Leurs os étaient trempés et ils grelottaient. Toute l’après-midi, il avait plu et toute l’après-midi, le temps avait été frais. Ils grelottaient à présent, claquaient des dents, se recroquevillaient sur eux-mêmes pour trouver, quelque part, une source de chaleur. Tous les deux, sous un toit, sous un immense toit, ils grelottaient, reniflaient avec peine, fermaient les yeux pour ne pas sentir le froid s’insinuer en eux.
Ils avaient un petit brasero à leur disposition. Un brasero qu’ils avaient oublié de redescendre à la fin de l’hiver. Un brasero qu’ils voyaient chaque jour et à propos duquel ils plaisantaient, chaque jour. Ils se disaient, chaque jour, qu’il leur faudrait le descendre, qu’il leur faudrait le ranger. Ils se disaient, chaque jour, qu’ils allaient peut-être le laisser là pour attendre l’hiver prochain. Mais, les os trempés, ils grelottaient. Mais, les os trempés, ils ne plaisantaient plus.
Ils allumèrent le brasero et ils se réchauffèrent. Ils sentirent leurs os se réchauffer. Ils ouvraient de grands yeux pour mieux absorber la chaleur, la retenir, l’aimer. Sous la vaste charpente de bois, la forêt de châtaigniers, ils ouvraient les bras, tendaient leurs mains, se rapprochaient des charbons ardents. Dehors, la pluie avait cessé. Mais cela ne les intéressait plus, car ils en avaient terminé pour cette journée, car leur seul intérêt désormais était de se réchauffer.
La journée était terminée, il fallait redescendre. Rentrer chez eux, retrouver leurs familles, leurs enfants, manger la soupe, se coucher, dormir profondément. Sous la vaste charpente de bois, ils étaient seuls. Ils rangèrent leurs outils, avec soin, comme tous les soirs. Ils se dirigèrent vers la porte, comme tous les soirs, descendirent les escaliers, contemplèrent l’immense cathédrale, sa nef, ses vitraux éblouissants dont le bleu faisait la renommée de la ville, l’espace sacré, les stalles. Puis ils franchirent les portes et s’en allèrent.

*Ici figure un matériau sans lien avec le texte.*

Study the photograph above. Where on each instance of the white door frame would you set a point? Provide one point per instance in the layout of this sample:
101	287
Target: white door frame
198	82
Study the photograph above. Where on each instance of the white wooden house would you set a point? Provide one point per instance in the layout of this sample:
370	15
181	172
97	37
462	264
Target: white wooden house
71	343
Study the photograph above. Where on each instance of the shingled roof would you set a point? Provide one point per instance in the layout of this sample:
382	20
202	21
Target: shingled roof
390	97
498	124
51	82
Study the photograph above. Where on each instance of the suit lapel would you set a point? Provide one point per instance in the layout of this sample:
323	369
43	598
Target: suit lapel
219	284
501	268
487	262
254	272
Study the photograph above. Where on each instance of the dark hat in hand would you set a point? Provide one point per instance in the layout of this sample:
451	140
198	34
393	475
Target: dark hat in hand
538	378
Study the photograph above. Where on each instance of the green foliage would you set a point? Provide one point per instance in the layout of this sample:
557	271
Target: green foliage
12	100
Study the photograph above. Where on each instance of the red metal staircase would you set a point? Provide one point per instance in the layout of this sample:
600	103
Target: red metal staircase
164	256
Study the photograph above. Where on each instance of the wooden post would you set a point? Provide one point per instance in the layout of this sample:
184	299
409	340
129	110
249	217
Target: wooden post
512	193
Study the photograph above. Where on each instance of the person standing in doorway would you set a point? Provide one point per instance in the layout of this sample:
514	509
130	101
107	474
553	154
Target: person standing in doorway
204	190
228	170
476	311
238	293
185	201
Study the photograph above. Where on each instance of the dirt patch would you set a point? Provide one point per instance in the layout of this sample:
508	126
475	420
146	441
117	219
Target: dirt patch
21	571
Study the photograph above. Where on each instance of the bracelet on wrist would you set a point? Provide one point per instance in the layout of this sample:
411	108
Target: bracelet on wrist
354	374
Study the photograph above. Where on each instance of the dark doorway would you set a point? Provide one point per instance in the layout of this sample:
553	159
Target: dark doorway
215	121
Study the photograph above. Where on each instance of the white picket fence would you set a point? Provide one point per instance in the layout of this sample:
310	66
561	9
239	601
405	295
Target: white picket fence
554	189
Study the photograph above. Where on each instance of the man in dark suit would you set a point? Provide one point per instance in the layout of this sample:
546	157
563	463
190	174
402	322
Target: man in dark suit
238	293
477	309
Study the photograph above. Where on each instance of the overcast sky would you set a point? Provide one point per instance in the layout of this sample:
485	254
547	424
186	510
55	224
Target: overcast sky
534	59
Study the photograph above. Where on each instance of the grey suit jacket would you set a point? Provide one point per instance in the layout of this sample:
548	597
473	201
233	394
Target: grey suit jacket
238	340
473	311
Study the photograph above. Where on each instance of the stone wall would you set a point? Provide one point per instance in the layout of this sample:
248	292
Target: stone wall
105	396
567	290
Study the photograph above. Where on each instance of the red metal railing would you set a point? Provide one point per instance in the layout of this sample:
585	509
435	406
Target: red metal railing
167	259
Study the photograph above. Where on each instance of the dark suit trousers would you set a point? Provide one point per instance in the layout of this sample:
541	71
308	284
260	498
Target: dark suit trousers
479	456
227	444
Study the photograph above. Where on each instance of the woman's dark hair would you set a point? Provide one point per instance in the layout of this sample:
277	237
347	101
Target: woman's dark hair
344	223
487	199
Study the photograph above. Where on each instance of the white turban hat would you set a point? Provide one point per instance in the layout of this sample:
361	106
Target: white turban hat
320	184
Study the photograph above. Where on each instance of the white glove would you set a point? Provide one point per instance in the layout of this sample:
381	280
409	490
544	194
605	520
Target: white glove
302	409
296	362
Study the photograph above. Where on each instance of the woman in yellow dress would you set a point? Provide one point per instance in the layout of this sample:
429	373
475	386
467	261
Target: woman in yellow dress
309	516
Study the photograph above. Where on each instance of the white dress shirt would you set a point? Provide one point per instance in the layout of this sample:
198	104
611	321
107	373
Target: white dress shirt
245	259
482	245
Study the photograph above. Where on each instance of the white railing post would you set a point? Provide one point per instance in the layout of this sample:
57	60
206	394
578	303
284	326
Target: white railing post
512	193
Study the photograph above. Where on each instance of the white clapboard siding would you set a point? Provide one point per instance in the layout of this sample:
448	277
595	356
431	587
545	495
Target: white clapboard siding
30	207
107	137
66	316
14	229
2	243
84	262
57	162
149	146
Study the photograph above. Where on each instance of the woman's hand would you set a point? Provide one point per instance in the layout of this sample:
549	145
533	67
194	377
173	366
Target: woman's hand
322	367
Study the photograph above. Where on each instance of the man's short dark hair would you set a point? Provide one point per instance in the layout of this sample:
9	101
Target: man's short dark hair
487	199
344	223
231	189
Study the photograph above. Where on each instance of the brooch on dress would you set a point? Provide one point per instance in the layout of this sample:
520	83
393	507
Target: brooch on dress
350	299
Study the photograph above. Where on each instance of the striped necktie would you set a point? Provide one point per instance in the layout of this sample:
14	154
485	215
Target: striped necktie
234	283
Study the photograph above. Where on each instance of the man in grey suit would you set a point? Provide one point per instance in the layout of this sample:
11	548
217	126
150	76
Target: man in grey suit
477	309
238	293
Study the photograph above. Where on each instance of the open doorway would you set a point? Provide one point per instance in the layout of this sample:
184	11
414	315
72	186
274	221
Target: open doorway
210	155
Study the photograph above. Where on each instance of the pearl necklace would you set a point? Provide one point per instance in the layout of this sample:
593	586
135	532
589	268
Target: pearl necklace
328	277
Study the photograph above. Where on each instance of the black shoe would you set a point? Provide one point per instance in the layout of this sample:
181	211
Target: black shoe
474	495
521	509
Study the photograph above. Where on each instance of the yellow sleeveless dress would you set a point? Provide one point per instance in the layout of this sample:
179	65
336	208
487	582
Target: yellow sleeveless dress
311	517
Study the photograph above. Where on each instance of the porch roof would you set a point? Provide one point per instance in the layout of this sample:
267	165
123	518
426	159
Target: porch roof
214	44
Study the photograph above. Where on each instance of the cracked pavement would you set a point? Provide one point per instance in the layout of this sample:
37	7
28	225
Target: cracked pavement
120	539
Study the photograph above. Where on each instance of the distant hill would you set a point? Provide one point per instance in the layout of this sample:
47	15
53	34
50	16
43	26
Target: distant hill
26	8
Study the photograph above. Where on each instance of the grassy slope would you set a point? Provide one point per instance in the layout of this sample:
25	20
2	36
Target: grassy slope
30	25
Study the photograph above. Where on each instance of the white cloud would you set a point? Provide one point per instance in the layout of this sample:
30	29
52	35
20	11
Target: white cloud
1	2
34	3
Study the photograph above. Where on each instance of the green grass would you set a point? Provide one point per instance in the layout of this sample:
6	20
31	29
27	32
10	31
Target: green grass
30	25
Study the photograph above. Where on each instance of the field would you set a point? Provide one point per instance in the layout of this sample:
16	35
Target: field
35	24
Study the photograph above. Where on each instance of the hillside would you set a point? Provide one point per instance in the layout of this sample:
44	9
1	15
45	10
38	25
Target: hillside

A la sortie, ils croisèrent deux jeunes hommes, élégamment habillés. Ils les saluèrent d’un murmure inaudible, car ils avaient du savoir-vivre, car ils étaient fatigués, car ce type de jeune homme les arrêtait souvent pour leur parler. Leur parler de la cathédrale. De la cathédrale de Chartres. De ce temple qu’on voyait de si loin, de ces tours dont on parlait avec admiration, de ces vitraux qu’on lisait comme un feuilleton. Parce qu’ils ne voulaient pas parler, ils les saluèrent dans un murmure.
Ils partirent se coucher. Chacun chez soi. Sous leur toit. Celui de leur logement. Dans un immeuble de la basse ville, près de la rivière. Ils dormirent, chacun chez soi, leurs enfants auprès d’eux, leurs épouses à leurs côtés, d’un sommeil de plomb, sans rêves, abrutis de fatigue, abrutis de froid. Dans la nuit, ils sont réveillés. Par les cris, par leurs voisins. La cathédrale brûle. Ils sortent de la couche, encore perclus de fatigue. La cathédrale brûle. Ils restent là, les yeux écarquillés, la cathédrale brûle, le ciel rougeoie, la cathédrale brûle, la forêt brûle.
Le lendemain, le feu est éteint. La nef est toujours debout. L’autel, les stalles, le labyrinthe ont survécu. Survécu à l’incendie. Incendie provoqué par un brasero. Brasero placé sous la charpente. Charpente sous laquelle se sont abrités deux ouvriers détrempés. Transis de froid. Des ouvriers qui ont vu, dans la nuit, des flammes lécher le ciel noir, et les étoiles. Des étoiles que l’on pourra observer, ce soir, cette nuit, sans quitter les bancs de la cathédrale.